Fertigstellung bis 2023

Im vierten Obergeschoss ist eine Dachterrasse geplant, die den Bewohnerinnen und Bewohner für Allgemeinzwecke zur Verfügung steht. Auch das Energiekonzept des Gebäudes entspricht den neuesten Klimastandards mit einem Fernwärmeanschluss sowie großflächigen PV-Anlagen am Dach. Der offizielle Baustart erfolgt voraussichtlich im November 2021. Neben dem Studenten-Wohnturm werden zudem 151 Mietwohnungen sowie eine Tiefgarage errichtet. Die Gesamtbaukosten betragen ca. 35,4 Mio. Euro.

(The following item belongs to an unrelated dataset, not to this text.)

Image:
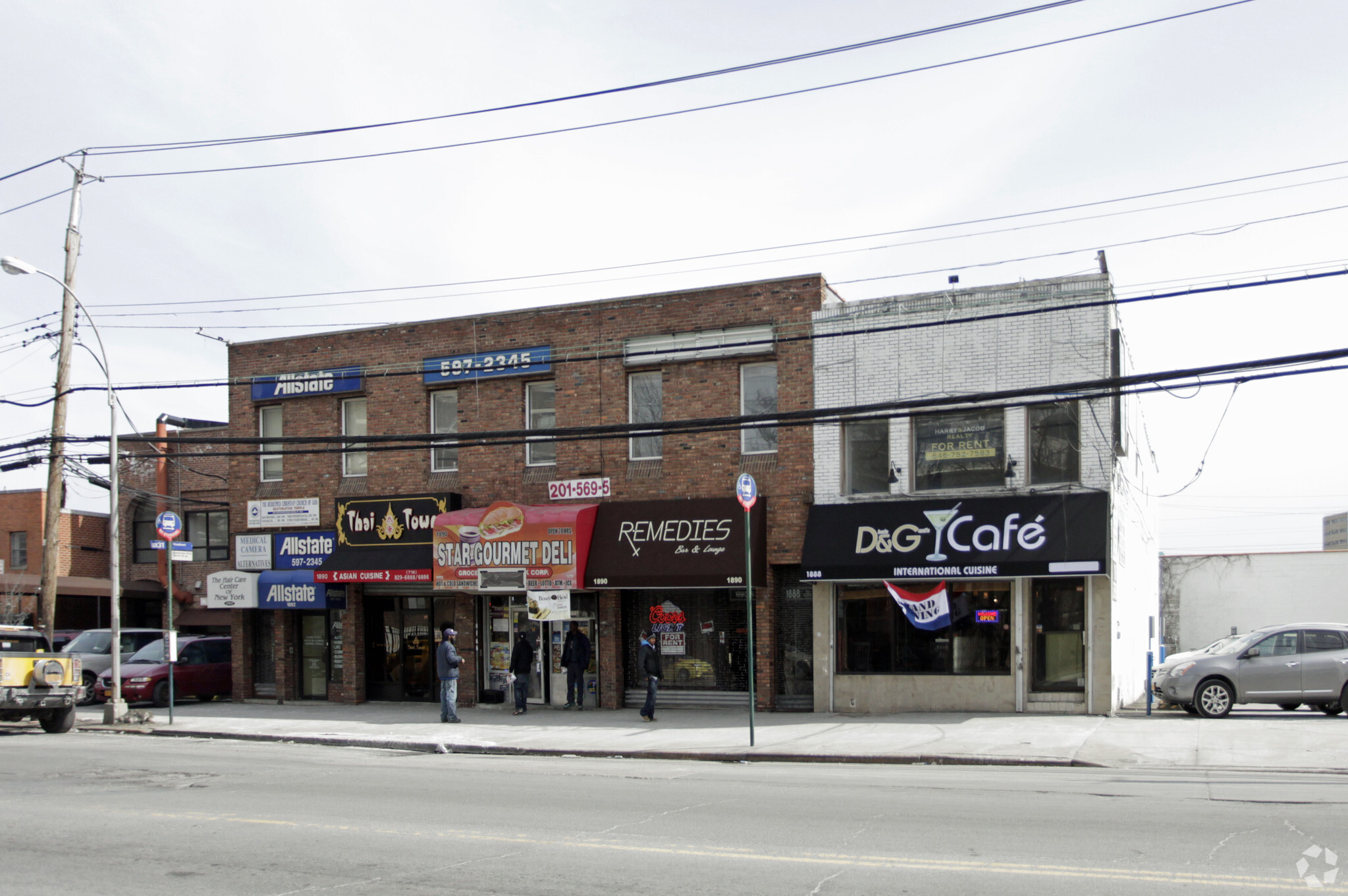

Rechtliche Herausforderungen

Das erste Studentenwohnprojekt der NHT stellt die Verantwortlichen auch vor rechtlichen Herausforderungen. So ist die Wohnungs- bzw. Zimmervergabe in enger Zusammenarbeit mit der Österreichischen Hochschülerschaft (ÖH) Innsbruck geplant. Die ÖH hat ein Vorschlagsrecht. Für Bgm. Georg Willi und NHT-GF Markus Pollo ein Pilotprojekt. "Die Förderungswürdigkeit im Sinne der Bestimmungen der Wohnbauförderung wie Einkommensgrenze, kein weiteres Eigentum, etc. muss gegeben sein", informiert Pollo. "Hier übernimmt die ÖH eine wichtige Kontrollfunktion, gleichzeitig muss auf die Ausgewogenheit der WG-Räume geachtet werden", betont Willi. Die Vergabe der Wohnungen soll ausschließlich an Studenten erfolgen. Der Mietvertrag wird jeweils auf drei Jahre abgeschlossen, eine einmalige Verlängerung auf maximal sechs Jahre ist angedacht. Für die Verantwortlichen ist es vor allem wichtig, dass es sich um kein Studentenheim im Sinne des Studentenheimgesetzes handelt.

350 Euro Zimmer

Vor allem der Preis des WG-Zimmers soll das Interesse der Studenten wecken. Im Studententurm sind alle Zimmer möbliert, W-LAN steht zur Verfügung und die Ausstattung des Fitnessraums, Musikzimmers, Fernsehzimmers sowie der Küche werden von der NHT übernommen und sind im Mietpreis inkludiert. Dieser beträgt 350 Euro im Monat.